各教科・領域などの課題について各地の研究指定校が成果を発表する、国立教育政策研究所主催の教育課程研究指定校事業研究協議会が2月7日まで、都内で開かれている。開催2日目の5日には、今年度から教科化された中学校道徳科の分科会があり、3学年が縦割りで学ぶ「全校道徳」の授業実践や、カリキュラム・マネジメントによる学校行事などと連携した「ユニット道徳」の試みが報告された。

中学校道徳科の実践を発表する研究指定校の教員

大阪府豊中市立第十六中学校では、全教職員で道徳教育に取り組むべく、学級担任以外の教員が道徳科の授業を受け持つローテーション授業や、全学級の道徳科公開研究授業などを実施。模擬授業などを通じて発問や板書の改善を図った。

さらに、学年や全校で同じ教材を用いて授業をする「学年道徳」や「全校道徳」では、異なる学級や3学年の縦割りで多様な考えを活発に話し合う活動を展開した。

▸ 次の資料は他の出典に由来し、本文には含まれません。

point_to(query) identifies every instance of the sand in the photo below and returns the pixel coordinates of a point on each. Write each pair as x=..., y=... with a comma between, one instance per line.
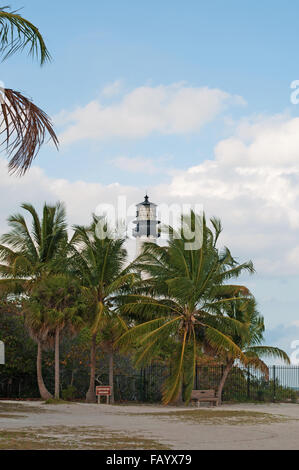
x=243, y=426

同校の山野佳世子校長は「全校道徳は、体育大会で結成した団を活用し、縦割りの関係性や熱気を道徳での話し合いに生かした。3年生がリーダーとして引っ張りながら、1年生も安心して意見を言える雰囲気をつくることができた。研究を通じて、教職員がチームとなって取り組めるようになった」と手応えを振り返った。

京都府立大原野中学校では、道徳科の内容と、関連する各教科の内容の学習時期を整理した「関連単元配列表」を作成し、各教科や学校行事などと連動させて道徳科の授業を実施する「ユニット道徳」を導入した。

例えば、ノーチャイムデーを実施する前に、各学年の道徳科の授業で「順法精神」や「節度、節制」について考えさせることで、生徒自身がその道徳的価値を実感できる道徳教育を展開した。

発表した山本澄代教諭は「『ユニット道徳』をさらに計画的に実施し、明確化する必要があると感じている。職員室に『関連単元配列表』を掲示するなど、見える化することで教職員が常に意識できるようにしていきたい。教科や学校行事だけでなく、特別活動と連携した『ユニット道徳』の新たな可能性も見えてきた」と、来年度に向けた課題を振り返った。

指定校の報告を受け、国立教育政策研究所の飯塚秀彦・教育課程調査官は「育てたい生徒像や学校が抱えている課題について、教職員の共通理解がなければ、道徳教育もまとまらない。道徳科を要とした道徳教育が学校全体でできているか、自分の学校の全体計画や指導計画などを見直してほしい」と参加者に助言した。

同分科会には、全国から約150人の教員らが参加した。